Your information is disposed of after the latter of three years after you cease being an OPO member and the end of known and recognized legal liabilities (other than those relating to the retention and security of the information) relating to the information.
If you contact CPOI to verify a person's OPO membership and CPOI accreditation, we collect from you your contact information and place it in the relevant member's file and may disclose it to the relevant member.
If you withdraw your consent to any of the above, you may not receive all of your membership benefits.
If you withdraw your consent to our disclosing whether you are an OPO member and what CPOI exam-based accreditation you hold, your membership and accreditation will be cancelled. This is because a fundamental purpose of the accreditation process is to prevent those who do not hold the accreditation from claiming that they do. In order to prevent that, and thereby make the accreditation process meaningful, it is necessary for us to confirm whether you do hold the accreditation when we are asked.
Information collected may be placed in databases, word processing merge documents, and other electronic systems to facilitate the uses described above.
Practices
When a membership application arrives, we send the necessary products and file the application.
When an exam-based accreditation application arrives, we verify the included information, determine the relevant accreditation, confirm it will be acceptable to the applicant, design an accreditation test, send the necessary preparation information to the applicant, coordinate test date with applicant and invigilator, forward the test to the envigilator, and file the application.
When test answers arrive, we copy them, remove the front page identity information from the copy to be sent to the evaluators, forward the anonymous copy to relevant evaluators, receive the evaluator's evaluations, send the relevant revision test or send the license for the relevant accreditation, send payment to the evaluator, when the license is received, license the relevant accreditation to the relevant person, update the member's accreditation information in the member's file.

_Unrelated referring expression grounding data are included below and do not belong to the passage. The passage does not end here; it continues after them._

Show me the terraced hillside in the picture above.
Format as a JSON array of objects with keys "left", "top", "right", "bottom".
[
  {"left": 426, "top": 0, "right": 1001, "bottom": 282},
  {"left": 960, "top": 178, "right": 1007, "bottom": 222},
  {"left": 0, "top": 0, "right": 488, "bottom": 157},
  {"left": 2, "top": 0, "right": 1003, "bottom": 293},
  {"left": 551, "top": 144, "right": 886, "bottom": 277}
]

When a member joins and provides a referrer number, we disclose to the referrer that the member joined unless the member checks a box indicating the member does not want the information disclosed.
When an inquiry about a person's membership status arrives, we obtain the requestor's consent to collect and save and disclose to the member the requestor's information, receive the identity and contact information of the requestor, check the member's file, confirm the membership and accreditation or not, place the requestor's information in the member's file.
When information is sent electronically to members, we send it by e-mail to the e-mail address on record.
When information is sent by post to members, we send it to the postal address on record.
When a request to review a member's personal information is requested, all within 30 days of the request, we locate the file, determine whether there are legal prohibitions on the disclosure, if not, then send a message advising of the cost of satisfying the request. When the payment is received, we purge the personal information of third parties if necessary, copy and send the copied file. If they provide corrected information, update the file accordingly.
If we receive a complaint, we date it, acknowledge receipt immediately, and deal with it within 30 days.
We change our privacy policy from time to time. When we do, our updated policy will be updated here.
If you make a request regarding the existence, use, or disclosure of your personal information, we will advise you of the approximate cost of responding to the request. At that time you may choose whether to withdraw or continue with the request.
To make a request, gain access to your information, or file a complaint, the Chartered Privacy Officers, Inc. Privacy Officer may be contacted via postal address: 766 Community Row, Winnipeg, Manitoba, R3R 1H7.